While I don’t know the specifics of how Spotify chooses to then process their scraped data, I can give you an understanding of how the Echo Nest used to work with them. They would bucket them up into what they call “cultural vectors” or “top terms.” Each artist and song had thousands of daily-changing top terms. Each term had a weight associated, which reveals how important the description is (roughly, the probability that someone will describe music as that term.)
“Cultural vectors”, or “top terms”, as used by the Echo Nest. Table from Brian Whitman
Then, much like in collaborative filtering, the NLP model uses these terms and weights to create a vector representation of the song that can be used to determine if two pieces of music are similar. Cool, right?
Recommendation Model #3: Raw Audio Models
First, a question. You might be thinking:
But, Sophia, we already have so much data from the first two models!
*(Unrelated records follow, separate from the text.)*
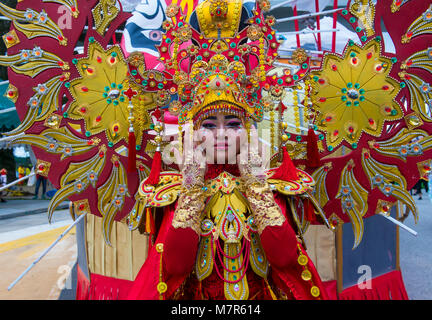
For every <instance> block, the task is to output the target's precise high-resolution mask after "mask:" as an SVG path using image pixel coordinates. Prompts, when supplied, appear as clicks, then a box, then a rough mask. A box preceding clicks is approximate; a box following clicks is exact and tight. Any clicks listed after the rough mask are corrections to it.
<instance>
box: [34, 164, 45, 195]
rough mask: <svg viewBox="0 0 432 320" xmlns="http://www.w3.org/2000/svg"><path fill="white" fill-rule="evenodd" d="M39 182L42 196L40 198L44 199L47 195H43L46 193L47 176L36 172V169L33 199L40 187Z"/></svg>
mask: <svg viewBox="0 0 432 320" xmlns="http://www.w3.org/2000/svg"><path fill="white" fill-rule="evenodd" d="M41 183H42V197H41V199H42V200H46V199H47V197H46V196H45V194H46V185H47V178H46V177H44V176H42V175H40V174H37V171H36V188H35V195H34V197H33V199H37V198H38V195H39V187H40V185H41Z"/></svg>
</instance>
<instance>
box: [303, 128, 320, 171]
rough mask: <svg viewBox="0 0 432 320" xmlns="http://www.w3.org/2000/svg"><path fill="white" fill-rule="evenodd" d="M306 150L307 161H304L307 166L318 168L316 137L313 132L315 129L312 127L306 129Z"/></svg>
mask: <svg viewBox="0 0 432 320" xmlns="http://www.w3.org/2000/svg"><path fill="white" fill-rule="evenodd" d="M306 152H307V163H306V164H307V166H308V167H310V168H318V167H319V165H320V157H319V151H318V139H317V136H316V134H315V131H314V130H313V129H312V128H311V129H309V131H308V135H307V144H306Z"/></svg>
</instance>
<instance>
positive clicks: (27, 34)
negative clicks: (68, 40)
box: [0, 2, 67, 46]
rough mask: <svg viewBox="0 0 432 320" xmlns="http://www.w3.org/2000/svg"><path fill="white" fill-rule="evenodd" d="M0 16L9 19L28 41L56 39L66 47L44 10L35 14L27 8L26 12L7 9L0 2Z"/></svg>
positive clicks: (66, 39) (63, 40)
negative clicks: (21, 32)
mask: <svg viewBox="0 0 432 320" xmlns="http://www.w3.org/2000/svg"><path fill="white" fill-rule="evenodd" d="M0 14H1V15H3V16H5V17H8V18H9V19H11V20H12V21H13V24H14V26H15V28H16V29H17V30H19V31H21V32H22V33H23V34H24V35H25V36H26V37H27V38H28V39H34V38H37V37H50V38H53V39H56V40H57V41H58V42H59V43H60V44H61V45H62V46H66V45H67V39H66V38H65V36H64V35H63V32H62V31H61V29H60V28H59V26H58V25H57V24H56V23H54V22H53V21H52V20H51V19H50V18H49V17H48V15H47V14H46V12H45V11H44V10H42V11H41V12H36V11H34V10H33V9H30V8H28V9H27V10H26V11H20V10H16V9H12V8H9V7H8V6H6V5H4V4H3V3H1V2H0Z"/></svg>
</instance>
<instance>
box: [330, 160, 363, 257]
mask: <svg viewBox="0 0 432 320" xmlns="http://www.w3.org/2000/svg"><path fill="white" fill-rule="evenodd" d="M353 169H354V161H353V160H352V159H351V160H350V161H348V163H347V165H346V166H345V167H344V169H343V171H342V175H341V179H340V183H339V191H338V194H337V195H336V198H338V199H341V204H342V211H343V212H344V213H346V214H348V216H349V218H350V220H351V225H352V228H353V233H354V245H353V250H354V249H355V248H357V246H358V245H359V244H360V242H361V240H362V238H363V232H364V225H363V216H364V215H365V214H366V212H367V210H368V203H367V199H368V192H367V190H366V189H364V188H363V187H362V186H361V185H360V183H359V182H358V181H357V179H356V178H355V176H354V173H353Z"/></svg>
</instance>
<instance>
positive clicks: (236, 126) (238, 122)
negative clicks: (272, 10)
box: [226, 121, 242, 129]
mask: <svg viewBox="0 0 432 320" xmlns="http://www.w3.org/2000/svg"><path fill="white" fill-rule="evenodd" d="M226 126H227V127H228V128H231V129H240V128H241V126H242V123H241V122H240V121H231V122H228V123H227V124H226Z"/></svg>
Why do we need to analyze the audio itself, too?
Well, first of all, including a third model further improves the accuracy of this amazing recommendation service. But actually, this model serves a secondary purpose, too: Unlike the first two model types, raw audio models take into account new songs.
Take, for example, the song your singer-songwriter friend put up on Spotify. Maybe it only has 50 listens, so there are few other listeners to collaboratively filter it against. It also isn’t mentioned anywhere on the internet yet, so NLP models won’t pick up on it. Luckily, raw audio models don’t discriminate between new tracks and popular tracks, so with their help, your friend’s song can end up in a Discover Weekly playlist alongside popular songs!
Ok, so now for the “how” — How can we analyze raw audio data, which seems so abstract?
…with convolutional neural networks!
Convolutional neural networks are the same technology behind facial recognition. In Spotify’s case, they’ve been modified for use on audio data instead of pixels. Here’s an example of a neural network architecture:
This particular neural network has four convolutional layers, seen as the thick bars on the left, and three dense layers, seen as the more narrow bars on the right. The input are time-frequency representations of audio frames, which are then concatenated to form the spectrogram.
The audio frames go through these convolutional layers, and after the last convolutional layer, you can see a “global temporal pooling” layer, which pools across the entire time axis, effectively computing statistics of the learned features across the time of the song.
After processing, the neural network spits out an understanding of the song, including characteristics like estimated time signature, key, mode, tempo, and loudness. Below is a plot of this data for a 30-second excerpt of “Around the World” by Daft Punk.
Ultimately, this understanding of the song’s key characteristics allows Spotify to understand fundamental similarities between songs and therefore which users might enjoy them based on their own listening history.
That covers the basics of the three major types of recommendation models feeding the Recommendations pipeline, and ultimately powering the Discover Weekly playlist!
Of course, these recommendation models are all connected to Spotify’s much larger ecosystem, which includes giant amounts of data storage and uses lots of Hadoop clusters to scale recommendations and make these engines work on giant matrices, endless internet music articles, and huge numbers of audio files.
I hope this was informative and tickled your curiosity like it did mine. For now, I’ll be working my way through my own Discover Weekly, finding my new favorite music, knowing and appreciating all the machine learning that’s going on behind the scenes.